I will never forget the date. It was March 26, 2018. I could not figure out why I was late, and nothing made any sense. I KNEW I wasn’t pregnant, but I decided to take a test just to rule it out and put my mind at ease.
I sank to the floor, gripping the counter, trying to form the words to call out to my husband. I finally called for him to come, while the tears started to pour down my cheeks.
I was pregnant.
Now I know what you are thinking…there must be some external circumstances that make pregnancy a devastating thing for our family. Nope. We have a happy and healthy marriage. My husband has a good job that is able to provide for the financial aspect of raising a family. I am already a stay at home Mom to two other children. We have always wanted more kids. And while the first trimester is absolutely horrible for me, my pregnancies are always healthy with almost no complications.
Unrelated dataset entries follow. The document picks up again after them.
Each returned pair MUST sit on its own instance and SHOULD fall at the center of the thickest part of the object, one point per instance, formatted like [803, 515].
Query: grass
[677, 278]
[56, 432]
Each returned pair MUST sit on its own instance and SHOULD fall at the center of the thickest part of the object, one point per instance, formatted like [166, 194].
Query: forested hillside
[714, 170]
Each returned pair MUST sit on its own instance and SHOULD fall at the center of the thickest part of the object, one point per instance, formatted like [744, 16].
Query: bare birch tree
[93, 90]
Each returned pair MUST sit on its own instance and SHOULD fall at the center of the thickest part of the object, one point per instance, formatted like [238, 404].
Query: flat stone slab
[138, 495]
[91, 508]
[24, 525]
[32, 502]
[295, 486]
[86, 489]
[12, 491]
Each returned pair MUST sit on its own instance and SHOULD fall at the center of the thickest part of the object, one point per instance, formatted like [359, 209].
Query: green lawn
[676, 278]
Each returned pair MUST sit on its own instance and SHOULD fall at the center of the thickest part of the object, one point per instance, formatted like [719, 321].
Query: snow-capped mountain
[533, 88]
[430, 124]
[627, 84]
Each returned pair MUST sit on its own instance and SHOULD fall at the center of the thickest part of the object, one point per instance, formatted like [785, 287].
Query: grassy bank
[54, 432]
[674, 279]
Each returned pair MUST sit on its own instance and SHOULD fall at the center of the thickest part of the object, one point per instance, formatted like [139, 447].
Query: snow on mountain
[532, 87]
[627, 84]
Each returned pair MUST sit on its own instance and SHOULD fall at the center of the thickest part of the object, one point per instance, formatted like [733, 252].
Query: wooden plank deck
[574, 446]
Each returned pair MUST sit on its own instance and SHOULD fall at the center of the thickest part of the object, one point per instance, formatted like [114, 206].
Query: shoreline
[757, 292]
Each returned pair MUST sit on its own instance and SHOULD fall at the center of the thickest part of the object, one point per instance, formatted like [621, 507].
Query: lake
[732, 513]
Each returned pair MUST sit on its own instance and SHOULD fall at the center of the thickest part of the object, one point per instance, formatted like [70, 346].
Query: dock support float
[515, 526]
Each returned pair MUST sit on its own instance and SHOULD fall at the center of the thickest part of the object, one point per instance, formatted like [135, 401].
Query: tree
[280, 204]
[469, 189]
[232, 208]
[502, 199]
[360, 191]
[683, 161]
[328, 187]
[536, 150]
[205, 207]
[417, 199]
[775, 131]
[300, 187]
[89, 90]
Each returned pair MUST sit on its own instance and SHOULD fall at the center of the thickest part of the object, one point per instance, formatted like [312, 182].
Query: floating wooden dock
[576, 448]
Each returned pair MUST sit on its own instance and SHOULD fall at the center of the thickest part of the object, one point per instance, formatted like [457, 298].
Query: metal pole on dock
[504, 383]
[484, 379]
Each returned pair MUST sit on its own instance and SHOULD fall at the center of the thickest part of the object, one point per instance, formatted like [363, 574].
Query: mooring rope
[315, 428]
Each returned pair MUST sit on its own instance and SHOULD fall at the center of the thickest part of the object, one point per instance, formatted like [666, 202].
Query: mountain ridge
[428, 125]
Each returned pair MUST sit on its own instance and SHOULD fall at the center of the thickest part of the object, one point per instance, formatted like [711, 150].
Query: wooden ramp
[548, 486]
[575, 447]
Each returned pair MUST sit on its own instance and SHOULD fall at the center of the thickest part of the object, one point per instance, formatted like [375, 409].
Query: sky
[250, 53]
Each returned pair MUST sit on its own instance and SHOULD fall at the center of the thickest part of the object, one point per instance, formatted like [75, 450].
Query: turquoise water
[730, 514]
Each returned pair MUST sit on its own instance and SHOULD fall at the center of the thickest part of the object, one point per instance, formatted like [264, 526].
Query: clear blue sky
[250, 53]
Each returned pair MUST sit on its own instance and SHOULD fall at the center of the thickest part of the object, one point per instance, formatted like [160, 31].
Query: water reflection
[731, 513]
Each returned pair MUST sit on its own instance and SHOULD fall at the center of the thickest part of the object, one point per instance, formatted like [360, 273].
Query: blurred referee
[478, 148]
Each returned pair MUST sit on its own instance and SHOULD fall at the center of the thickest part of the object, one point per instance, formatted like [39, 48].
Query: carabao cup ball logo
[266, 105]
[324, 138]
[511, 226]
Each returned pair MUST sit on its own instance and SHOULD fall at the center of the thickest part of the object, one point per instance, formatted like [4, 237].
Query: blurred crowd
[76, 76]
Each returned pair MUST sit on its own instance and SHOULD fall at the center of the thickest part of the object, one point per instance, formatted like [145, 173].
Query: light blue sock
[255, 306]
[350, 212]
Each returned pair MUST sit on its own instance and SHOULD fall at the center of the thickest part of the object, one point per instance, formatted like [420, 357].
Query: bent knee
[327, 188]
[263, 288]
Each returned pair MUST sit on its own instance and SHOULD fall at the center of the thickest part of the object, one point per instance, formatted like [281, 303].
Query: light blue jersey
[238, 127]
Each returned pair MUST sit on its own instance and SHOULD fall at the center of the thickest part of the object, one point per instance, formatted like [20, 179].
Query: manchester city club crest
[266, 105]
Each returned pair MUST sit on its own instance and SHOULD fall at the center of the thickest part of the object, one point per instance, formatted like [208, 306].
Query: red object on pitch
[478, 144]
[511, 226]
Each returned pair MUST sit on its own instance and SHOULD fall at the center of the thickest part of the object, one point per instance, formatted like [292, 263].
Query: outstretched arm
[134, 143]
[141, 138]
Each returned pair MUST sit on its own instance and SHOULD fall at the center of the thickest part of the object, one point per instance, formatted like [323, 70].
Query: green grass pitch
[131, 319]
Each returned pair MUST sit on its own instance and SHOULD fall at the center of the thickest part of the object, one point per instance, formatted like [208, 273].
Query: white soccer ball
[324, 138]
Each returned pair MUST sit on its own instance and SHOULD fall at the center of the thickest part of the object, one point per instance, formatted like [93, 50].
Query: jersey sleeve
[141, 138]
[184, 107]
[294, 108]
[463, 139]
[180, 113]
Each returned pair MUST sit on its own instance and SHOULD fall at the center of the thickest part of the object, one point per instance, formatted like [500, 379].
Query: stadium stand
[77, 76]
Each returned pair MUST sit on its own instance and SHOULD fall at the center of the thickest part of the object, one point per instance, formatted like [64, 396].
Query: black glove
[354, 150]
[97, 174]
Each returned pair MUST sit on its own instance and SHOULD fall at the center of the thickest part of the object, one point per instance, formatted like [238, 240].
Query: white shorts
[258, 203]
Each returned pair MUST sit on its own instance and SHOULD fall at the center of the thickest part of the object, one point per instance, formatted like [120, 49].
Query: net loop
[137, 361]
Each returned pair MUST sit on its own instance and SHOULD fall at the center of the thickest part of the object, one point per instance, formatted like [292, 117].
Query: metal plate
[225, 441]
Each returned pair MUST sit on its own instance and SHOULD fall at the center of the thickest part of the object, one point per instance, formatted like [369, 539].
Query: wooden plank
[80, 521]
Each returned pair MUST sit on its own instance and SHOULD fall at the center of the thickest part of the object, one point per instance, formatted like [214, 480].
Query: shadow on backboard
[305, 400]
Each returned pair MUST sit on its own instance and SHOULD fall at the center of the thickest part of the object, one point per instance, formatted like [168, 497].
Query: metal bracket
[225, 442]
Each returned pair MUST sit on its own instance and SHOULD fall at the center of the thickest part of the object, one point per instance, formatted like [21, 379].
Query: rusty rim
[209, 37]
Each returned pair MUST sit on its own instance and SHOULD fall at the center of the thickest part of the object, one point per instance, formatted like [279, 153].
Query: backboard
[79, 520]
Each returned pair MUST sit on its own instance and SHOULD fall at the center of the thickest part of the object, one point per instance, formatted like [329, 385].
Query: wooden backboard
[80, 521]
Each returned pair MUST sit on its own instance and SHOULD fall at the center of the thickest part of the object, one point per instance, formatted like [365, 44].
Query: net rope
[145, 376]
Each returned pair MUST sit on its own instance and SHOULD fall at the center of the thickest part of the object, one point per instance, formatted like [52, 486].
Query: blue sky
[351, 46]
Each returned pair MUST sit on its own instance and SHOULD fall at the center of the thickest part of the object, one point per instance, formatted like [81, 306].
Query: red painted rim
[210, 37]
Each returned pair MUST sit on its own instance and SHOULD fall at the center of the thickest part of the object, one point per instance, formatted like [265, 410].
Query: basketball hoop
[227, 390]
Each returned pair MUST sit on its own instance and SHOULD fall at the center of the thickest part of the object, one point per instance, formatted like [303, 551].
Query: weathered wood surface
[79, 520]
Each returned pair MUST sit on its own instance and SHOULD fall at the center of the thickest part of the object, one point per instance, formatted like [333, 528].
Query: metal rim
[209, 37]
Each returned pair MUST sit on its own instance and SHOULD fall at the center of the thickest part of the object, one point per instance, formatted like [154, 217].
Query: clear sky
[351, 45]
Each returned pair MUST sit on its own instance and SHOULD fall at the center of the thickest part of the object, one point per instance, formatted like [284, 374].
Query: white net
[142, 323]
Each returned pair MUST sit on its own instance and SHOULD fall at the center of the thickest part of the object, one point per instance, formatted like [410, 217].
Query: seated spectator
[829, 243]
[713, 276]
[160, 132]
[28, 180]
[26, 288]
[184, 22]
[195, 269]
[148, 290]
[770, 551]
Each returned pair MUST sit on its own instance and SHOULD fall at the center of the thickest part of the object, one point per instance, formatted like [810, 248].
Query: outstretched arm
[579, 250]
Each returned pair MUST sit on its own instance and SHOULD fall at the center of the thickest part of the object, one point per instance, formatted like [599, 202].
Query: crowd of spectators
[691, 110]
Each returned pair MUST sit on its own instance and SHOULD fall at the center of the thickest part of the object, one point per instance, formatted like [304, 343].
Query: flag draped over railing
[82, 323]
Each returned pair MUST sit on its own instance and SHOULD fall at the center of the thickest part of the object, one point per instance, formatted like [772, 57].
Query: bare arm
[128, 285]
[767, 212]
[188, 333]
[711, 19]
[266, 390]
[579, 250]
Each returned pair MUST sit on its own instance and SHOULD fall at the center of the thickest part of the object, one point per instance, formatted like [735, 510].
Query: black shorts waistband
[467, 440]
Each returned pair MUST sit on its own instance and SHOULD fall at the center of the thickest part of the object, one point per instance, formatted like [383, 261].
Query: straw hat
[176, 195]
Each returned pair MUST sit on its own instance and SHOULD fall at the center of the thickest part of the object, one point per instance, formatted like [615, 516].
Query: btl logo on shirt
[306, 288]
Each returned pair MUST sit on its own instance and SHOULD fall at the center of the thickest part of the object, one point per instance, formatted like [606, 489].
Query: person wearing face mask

So why was I so devastated, distraught even?
It all boiled down to one thing: it was so completely unexpected.
I know how unfair that statement is for all those Mamas out there who have struggled for months and years to conceive and have a child. I even questioned why I was pregnant when so many who are near and dear to me have not been able to become pregnant. While I have held the hands of those who are walking through the deep, deep pain of infertility, I now needed someone to hold my hand through the deep surprise of an unexpected pregnancy.
Over those first few weeks, I wrestled with all the thoughts and emotions running through my mind. I struggled to think of giving up my body for 10 months, followed by a significant chunk of sleepless nights and more “giving up” of my body for breastfeeding and carrying around an infant. I cried when I realized that I couldn’t go on the roller coasters and water slides at Kings Island with my daughter. I cried, even more, when I realized that we don’t have a name picked out. I sobbed when I told my parents because I knew that it meant they wouldn’t be around for the birth of their fifth grandchild. It took a few months to wrestle through all these thoughts and feelings and to begin to feel excited for the life that is growing in me.
I wanted to write this post for you, Mama. The one who is experiencing that unexpected pregnancy.
First, your thoughts and feelings are valid. It can be quite shocking to find out that your entire life is going to be different than you planned, and it’s ok if it takes some time and hard feelings before you come to grips with it. Sure, it is not the same battle that someone else is fighting, but it’s still a battle and you should have no shame in fighting it.
Second, if your pregnancy is unwelcome because you are not in a good living or family situation, know that there are resources for you – many that are local to the Dayton area. My personal favorite is the Miami Valley Women’s Center, which is full of resources from the beginning of your pregnancy all the way through your days of parenting ahead.
Third, just think of what life will look like in 10 years. Sure, there may be lingering stretch marks and our bladders will never be what they used to be as a result of pregnancy. But in the grand scheme of things, having a child will bring so many blessings to our lives.
Remember, while your emotions are completely valid, you cannot let them rule over you. Don’t forget to also tell yourself the facts and look for reasons to be thankful for a new life.
It’s hard, Mama, I get it. It’s a whirlwind of emotions and thoughts and giving up some ideas and plans for what the future held. The unexpected can be hard to face, but if you are facing this, you are not alone.